À la mort de Charles Barthélémie, son fils Léone reprend les rênes de l’immense propriété du Solail, au grand dam de sa sœur Charlotte. Autour d’eux, journaliers et régisseurs vivent au rythme des vendanges et des humeurs de leur maître. Tandis que Charlotte prépare son grand retour, le Solail sera tour à tour malmené par l’effondrement des cours, la révolte des vignerons, ainsi que par deux épidémies : le phylloxéra et le milidou. Impétueuse et passionnée, la jeune héroïne œuvrera sans relâche pour redonner au Solail sa splendeur passée…
Avec un style poétique propre à Christian Signol, Les Vignes de Sainte Colombe est un hymne à la campagne, aux senteurs de la garrigue et à la lumière du Midi. La force du roman réside dans la multiplicité et la richesse de destins croisés qui gravitent autour du Solail.

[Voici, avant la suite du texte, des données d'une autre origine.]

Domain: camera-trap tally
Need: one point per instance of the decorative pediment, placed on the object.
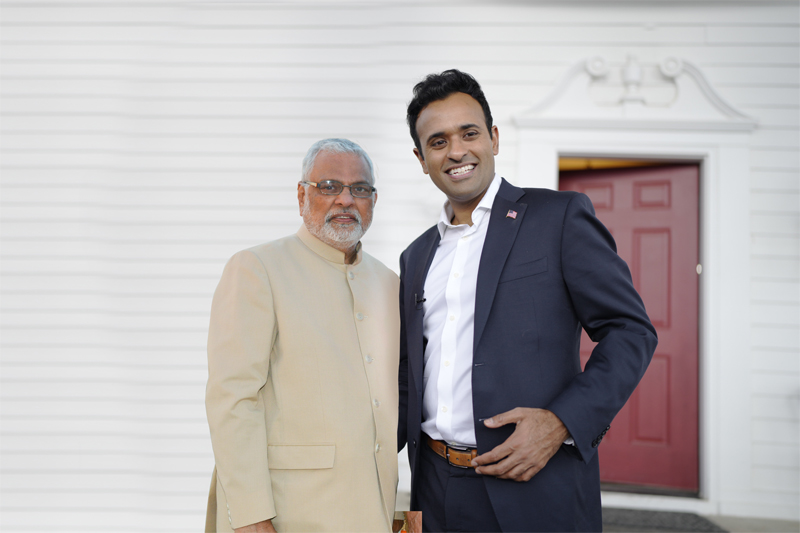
(671, 95)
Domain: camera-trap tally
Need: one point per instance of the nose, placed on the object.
(457, 150)
(345, 198)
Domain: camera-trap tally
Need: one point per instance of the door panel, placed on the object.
(652, 212)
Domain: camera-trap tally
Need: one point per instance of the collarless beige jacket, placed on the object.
(302, 392)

Les personnages sont particulièrement développés ainsi que les relations qu’ils entretiennent les uns avec les autres mais également, avec les vignes.

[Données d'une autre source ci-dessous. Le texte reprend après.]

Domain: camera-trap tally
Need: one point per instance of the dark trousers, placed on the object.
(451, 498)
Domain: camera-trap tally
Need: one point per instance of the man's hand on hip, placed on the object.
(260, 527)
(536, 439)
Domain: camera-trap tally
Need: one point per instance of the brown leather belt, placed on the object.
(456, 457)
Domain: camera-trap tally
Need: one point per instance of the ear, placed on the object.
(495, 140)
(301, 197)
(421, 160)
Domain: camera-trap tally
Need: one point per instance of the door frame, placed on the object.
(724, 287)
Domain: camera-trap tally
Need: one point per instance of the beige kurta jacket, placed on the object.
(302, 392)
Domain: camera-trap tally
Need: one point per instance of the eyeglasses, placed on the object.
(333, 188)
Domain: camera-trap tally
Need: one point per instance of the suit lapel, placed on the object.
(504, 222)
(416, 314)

Plus qu’un roman sur le vin, Les Vignes de Sainte Colombe s’intéresse aux conditions de vie et de travail des hommes de vignes. Sur un fond historique, le lecteur découvre l’organisation et la hiérarchie d’une importante exploitation viticole et les menaces qui pèsent sur les récoltes de l’époque.
« (…) le Solail se mourrait de sa grandeur : les vignes étaient tellement étendues qu’on n’arrivait pas à gagner le fléau de vitesse, et elles mourraient les unes après les autres. Aussi, malgré les suspicions qui frappait les cépages américains (le phylloxéra avait été introduit en France par des importations d’outre-Atlantique), Léonce, poussé par Cyprien, s’était enfin résolu à arracher ses vignes et à replanter des porte-greffes américains (…). Mais la décision était une chose, et le spectacle de l’arrachage en était une autre. Jamais Léonce n’avait ressenti à ce point combien ces ceps semblaient ancrés dans son corps et combien le vin, le sang de la terre, était semblable à son propre sang. Il venait de découvrir qu’il pouvait souffrir de ses vignes comme de son corps. Elles étaient mortellement blessées, lui aussi. » (Christian Signol, Les Vignes de Sainte-Colombe, Le livre de poche, édition 23 – mars 2016, p 129).
La Bodega
Noah Gordon est un auteur américain. La Bodega, paru en 2008 nous emmène au cœur de l’Espagne du XIXe siècle et des guerres carlistes.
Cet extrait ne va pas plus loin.